Chiefly curbing the phenomenal flow of "soft money" into national political parties, the massive 300-page-plus court decision contains one other major premise. It rejects the argument that free speech under the First Amendment gives interest groups license to raise and spend campaign money without regulation.
Free speech was what the U.S. Chamber of Commerce used to beat down this state's legal move three years ago seeking to make the giant Washington-based lobby disclose the source of $1 million it spent on state Supreme Court races.
Secretary of State Eric Clark and Attorney General Mike Moore challenged the Chamber to come clean on where the funds came from and how they were spent to launch an unprecedented TV advertising blitz and mailings a month before the November 2000 judicial elections.
The Chamber claimed its incursion into Mississippi was merely to educate voters and that its TV spots were "issue ads" that did not expressly advocate voting for any particular candidate.
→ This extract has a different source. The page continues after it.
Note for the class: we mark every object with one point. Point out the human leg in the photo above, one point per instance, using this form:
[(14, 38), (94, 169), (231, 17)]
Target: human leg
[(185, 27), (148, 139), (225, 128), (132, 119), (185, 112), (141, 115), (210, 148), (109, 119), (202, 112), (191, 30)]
Thus, the Chamber contended, the ads were protected by the First Amendment and immune to the state's campaign reporting law.
Jackson-based U.S. District Judge Henry Wingate, however, held that the Chamber ads were actually "thinly veiled exhortations" to vote for certain candidates and were not about issues. He ruled against the Chamber and supported the state's effort to require the Chamber to comply with state disclosure law.
But a battery of Chamber lawyers went to the 5th Circuit Court and won a reversal of the Wingate order. The Supreme Court later allowed the appeals ruling to stand. However, this was before the court ruled on McCain-Feingold.
In light of the new Supreme Court decision, some legal watchdog authorities such as the Brennan Center at New York University say that appeals courts around the country will now have to revisit previous rulings knocking down state campaign disclosure laws.
Not unnoticed down here in Mississippi was that the U.S. Chamber was a leading plaintiff seeking to strike down the McCain-Feingold law in the Supreme Court.
Also of note is that Associate Justice Antonin Scalia, one of the dissenters to the ruling, was the judge the Chamber went to in order to initially block the Wingate order. In his dissent, Scalia fulminated that the majority of the Supreme Court rejected the argument that unlimited corporate and advocacy groups' campaign expenditures were free speech.
Still a sore subject with Secretary of State Clark is the U.S. Chamber's masking of its $1 million TV blitz in the 2000 judicial races under the sham of being "issue ads."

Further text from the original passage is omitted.